Measuring serum ferritin under field conditions

Uppsala University Department of Women’s and Children’s Health International Maternal and Child Health SE-75 185 Uppsala Sweden E-mail: joel.monarrez{at}kbh.uu.se

Dear Sir:

We read with interest the validation study for ferritin in capillary blood by Ahluwalia et al (1). As pointed out by the authors, there is a need for "tools that are applicable for field use in remote areas." Subsequent to the publication of the spot ferritin assay for samples dried on filter paper (2), we used this method to measure serum ferritin in a survey conducted in a very isolated indigenous group in northern Mexico (3) after adapting the method for use under field conditions (4). We would like to share some of the difficulties encountered when using this technique and reflect on its potential for use in remote settings.

First, although the filter-paper method avoids the need to freeze samples, samples still need to be centrifuged. In our survey, we ran a microcentrifuge from a car battery with the use of a converter to transform 12-V direct current to 110-V alternating current. Transporting and using this equipment (weighing up to 25 kg) can be difficult in isolated locations. Second, breaking the microcapillary tube to extract the serum exactly between the serum and the white cell layer can cause spillage, especially if done by a nonexperienced person. Third, extracting 20 µL serum accurately can be done only with an expensive ($200) micropipette fitted with a precision micrometer-adjustment device; otherwise, some measurement error is expected. Fourth, because of the small diameter of microcapillary tubes, the samples must be centrifuged immediately because the blood clots within minutes, potentially obstructing the extraction of serum. Using tubes with anticoagulant solves this problem, but measuring ferritin in plasma rather than in serum will result in higher within- and between-sample variation (5).

A deep prick with a long-tip lancet is needed to obtain an adequate amount of free-flowing capillary blood. After the prick, the first drop is wiped out, the second drop is used for measuring hemoglobin with a HemoCue (HemoCue, Inc, Mission Viejo, CA), and the last 3–4 drops are used to fill a 75-µL microcapillary tube. The amount of serum available diminishes as the hemoglobin concentration increases; thus, in persons with adequate iron status, a larger volume might be needed to provide the 20 µL serum required for the analysis. A finger prick is often considered less invasive and more acceptable than is venipuncture. Although this could be true when obtaining 2 drops of blood, it might not be so if 6 or more drops are taken. Many of the women we surveyed stated that finger-prick sampling was more painful than was having venous blood drawn.

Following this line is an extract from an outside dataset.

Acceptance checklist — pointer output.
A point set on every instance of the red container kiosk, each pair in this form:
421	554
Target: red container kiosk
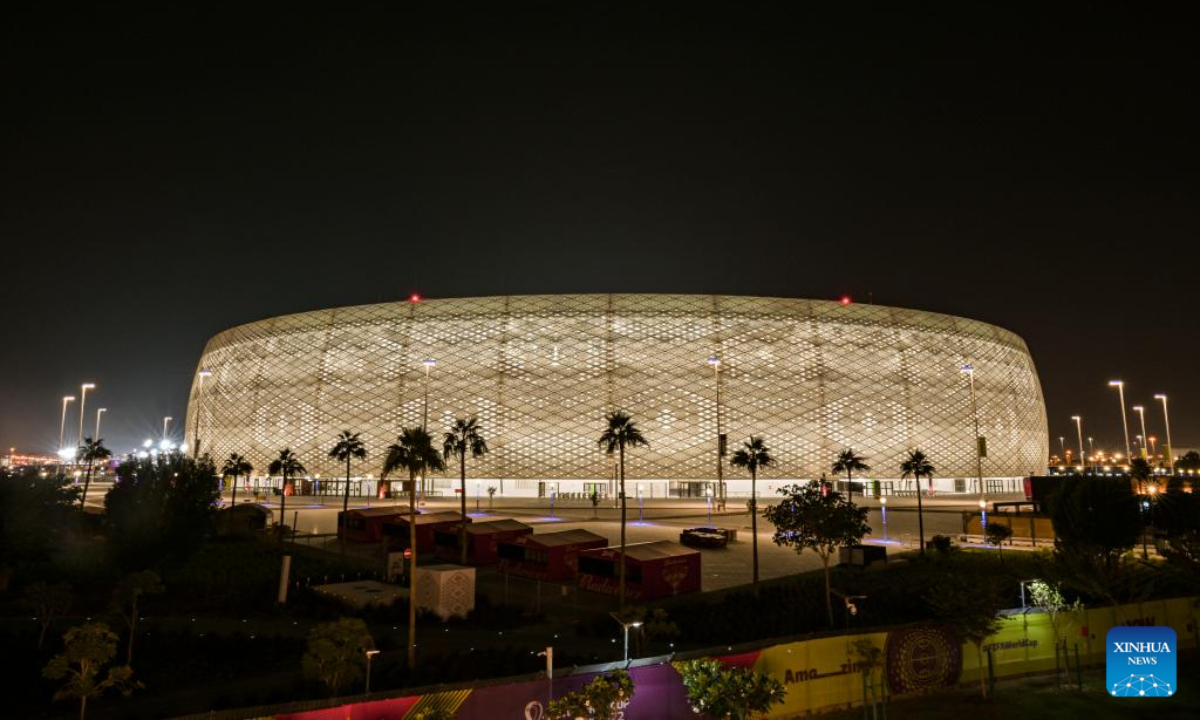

In conclusion, specialized and relatively expensive equipment and well-trained personnel are needed to use the ferritin assay for capillary samples spotted on filter paper. These factors need to be taken into account when planning surveys in remote and isolated field settings.

REFERENCES

1. Ahluwalia N, de Silva A, Atukorala S, Weaver V, Molls R. Ferritin concentrations in dried serum spots from capillary and venous blood in children in Sri Lanka: a validation study. Am J Clin Nutr 2002;75:289–94.
2. Ahluwalia N, Lönnerdal B, Lorenz SG, Allen LH. Spot ferritin assay for serum samples dried on filter paper. Am J Clin Nutr 1998;67:88–92.
3. Monárrez-Espino J, Martínez H, Greiner T. Iron deficiency anemia in Tarahumara women of reproductive-age in northern Mexico. Salud Publica Mex 2001;43:392–401.
4. Monárrez J, Lönnerdal B, Greiner T. Assessment of iron deficiency anemia in Tarahumara women of Northern Mexico using filter paper to quantify serum ferritin. Washington, DC: INACG Secretariat, 1999:32 (abstr).
5. Pootrakul P, Skikne B, Cook J. The use of capillary blood for measurements of circulating ferritin. Am J Clin Nutr 1983;37:307–10.